FIGURE 5.

STAT3 promotes GSK3β activity to induce degradation of SNAI. A, GSK3β suppresses SNAI expression in CRC lines. The indicated protein levels were measured by immunoblotting 3 days after siRNA transfection. B, GSK3β suppresses SNAI via its kinase activity. HCT116 cells were treated with either LiCl (4 mm) or SB216763, GSK3β inhibitors as indicated for 4 h, and the indicated proteins were measured by immunoblotting. C, STAT3 interacts with GSK3β. GSK3β in isolated mouse tumor cells or in HCT116 cells was immunoprecipitated and immunoblotted for STAT3 (S3, STAT3; G3, GSK3β). D, STAT3 regulates phosphorylation levels of GSK3β. Lysates from HCT116 cells transfected with the indicated siRNA were divided and separated by either traditional SDS-PAGE or Phos-tag SDS-PAGE, and the indicated proteins were measured by immunoblotting.
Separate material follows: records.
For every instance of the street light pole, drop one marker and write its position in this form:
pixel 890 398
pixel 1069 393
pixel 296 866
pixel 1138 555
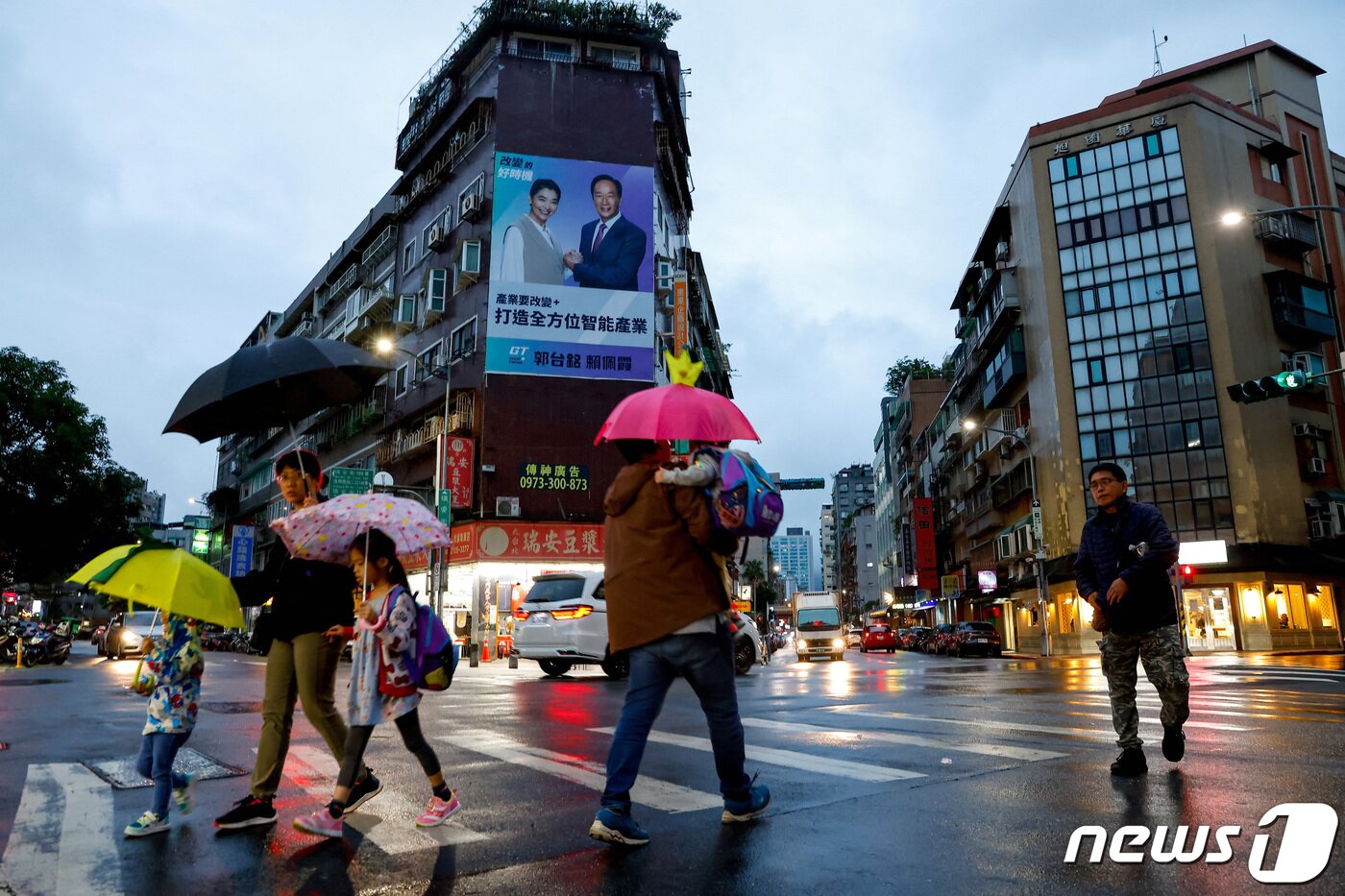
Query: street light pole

E, STAT3 inhibits phosphorylation at Ser-9 of GSK3β. HCT116 cells were transfected with the indicated siRNA (C, control; S3, STAT3), total cell lysates were collected 1 or 3 days after transfection, and the levels of indicated proteins were measured by immunoblotting. F, GSK3β-CA reverses the effects of STAT3 depletion. HCT116 cells were transfected with control siRNA (C), STAT3 siRNA (S3), GSK3β-CA plasmid, or STAT3 siRNA (S3) plus GSK3β-CA plasmid. Cell invasion assay (n = 3) and immunoblotting were performed 3 days after transfection.